Тяжелое пианино мы с большим трудом перетянули из номера люкс во втором этаже гостиницы «Северная» на третий этаж в мой номер. Угощение было на славу. Шампанское и мандариновый спирт в неограниченном количестве. (Штольня с шампанским вскоре заменила воду.) В ограниченном — тушенка, жесткие, как железо, галеты и самое деликатесное блюдо — жареная султанка, которую Борис Шейнин раздобыл у подводников. Они выловили ее при взрыве бомбы в Южной бухте.

Никто из приглашенных не заставил себя ждать. Один за другим пришли: писатель Леонид Соболев, журналист Лев Иш, поэт Яков Сашин и гурьбой композиторы — Борис Мокроусов, Юрий Слонов, Володя Макаров. Только юбиляр — поэт Сергей Алымов запаздывал. Наконец, под бравурный марш, который сыграл Юра Слонов, появился виновник торжества. Одновременно с маршем на стене заговорил динамик: «Воздушная тревога! Воздушная тревога!» Весь этот экспромт произошел, будто заранее подготовленный.

Залп пробок ударил в потолок, зазвякали граненые стаканы, и первый тост, как на корабле — «За тех, кто в море» — торжественно произнес автор «Капитального ремонта» капитан первого ранга Леонид Соболев. Второй тост был, конечно, за юбиляра.

— Сергей! Такое никогда больше не повторится! Тебе отсалютовал сигнал севастопольского морзавода — «Воздушная тревога»!..

Забряцали граненые стаканы, и полился вместе с шампанским поток сердечных поздравлений дорогому другу Сергею Алымову.

Ради такого исключительного случая был поднят тост при погашенном свете с зажженным в стаканах мандариновым спиртом. Все подняли наполненные голубым огнем стаканы. За шторами с небольшими промежутками рвались где-то — то далеко, то близко бомбы. Голубой огонек таинственным светом вырывал из темноты лицо каждого.

Время летело быстро. Несколько раз врывались тревога и отбой. Падали близкие и далекие бомбы, дрожали стены и гас свет. На смену ему загорался синим огнем мандариновый спирт. При загадочном сиянии послышались тяжелые аккорды. Борис Мокроусов заиграл четырнадцатую сонату — «Лунную». Все замолчали. Перемежались отдельные вздохи падающих бомб и трагические аккорды Бетховена. Каждый из нас вернулся в свой мир, далекий от войны, от Севастополя. Неожиданно зажегся свет. На стене как-то четко высветился в массивной раме портрет Сталина. Его взгляд, устремленный на нас, мне показался каким-то странным — живым. Таким я видел его на киносъемке в Москве… Вдруг стремительно вскочил из-за стола Сергей Алымов. Зазвенели и посыпались на пол бутылки шампанского, стаканы. Он выхватил из кобуры наган и не целясь, один за другим всадил все семь зарядов в портрет Сталина. От него на стене, кроме рамы ничего не осталось.

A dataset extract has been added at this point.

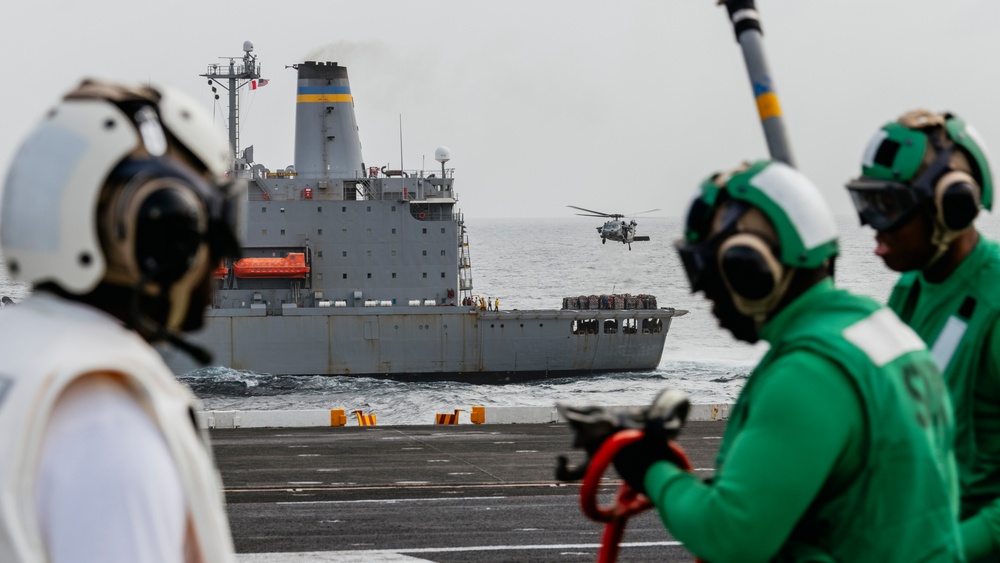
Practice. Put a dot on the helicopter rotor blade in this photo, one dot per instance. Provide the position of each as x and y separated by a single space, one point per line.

Наступила тяжелая тишина, даже за окнами. Никто не мог вымолвить ни слова. За окнами особенно громко рявкнула воздушная тревога и погас свет. Мои гости один за другим стали уходить. Последним молча ушел Сергей Алымов.

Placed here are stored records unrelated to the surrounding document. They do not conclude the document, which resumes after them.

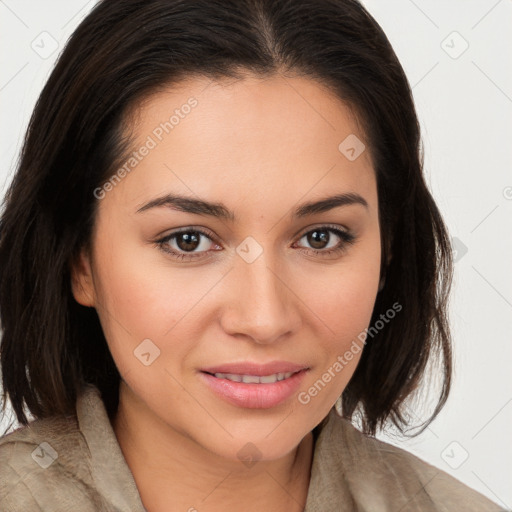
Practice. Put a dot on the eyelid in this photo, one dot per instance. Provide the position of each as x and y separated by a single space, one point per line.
346 236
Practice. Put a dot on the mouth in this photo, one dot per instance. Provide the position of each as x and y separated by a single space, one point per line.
261 391
254 379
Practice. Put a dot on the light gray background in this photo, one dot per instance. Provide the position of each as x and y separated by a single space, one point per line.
464 101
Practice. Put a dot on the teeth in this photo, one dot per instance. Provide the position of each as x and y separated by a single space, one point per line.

Я остался один на один с расстрелянным Сталиным… Странно, я был совершенно трезв, будто и не пил ни капли. Что делать? Как жить дальше?.. Я открыл окно и впустил в комнату рассвет…

Вошел Левинсон.

— Владик! Немедленно едем на передовую! Там придем в себя!

Он снял пустую раму. Стена была глубоко ранена пулями. К вечеру мы вернулись с передовой. При встрече со всеми участниками на ужине в кают-компании все происходило, как всегда. Будто совсем ничего не случилось. Севастополь плохих не держит!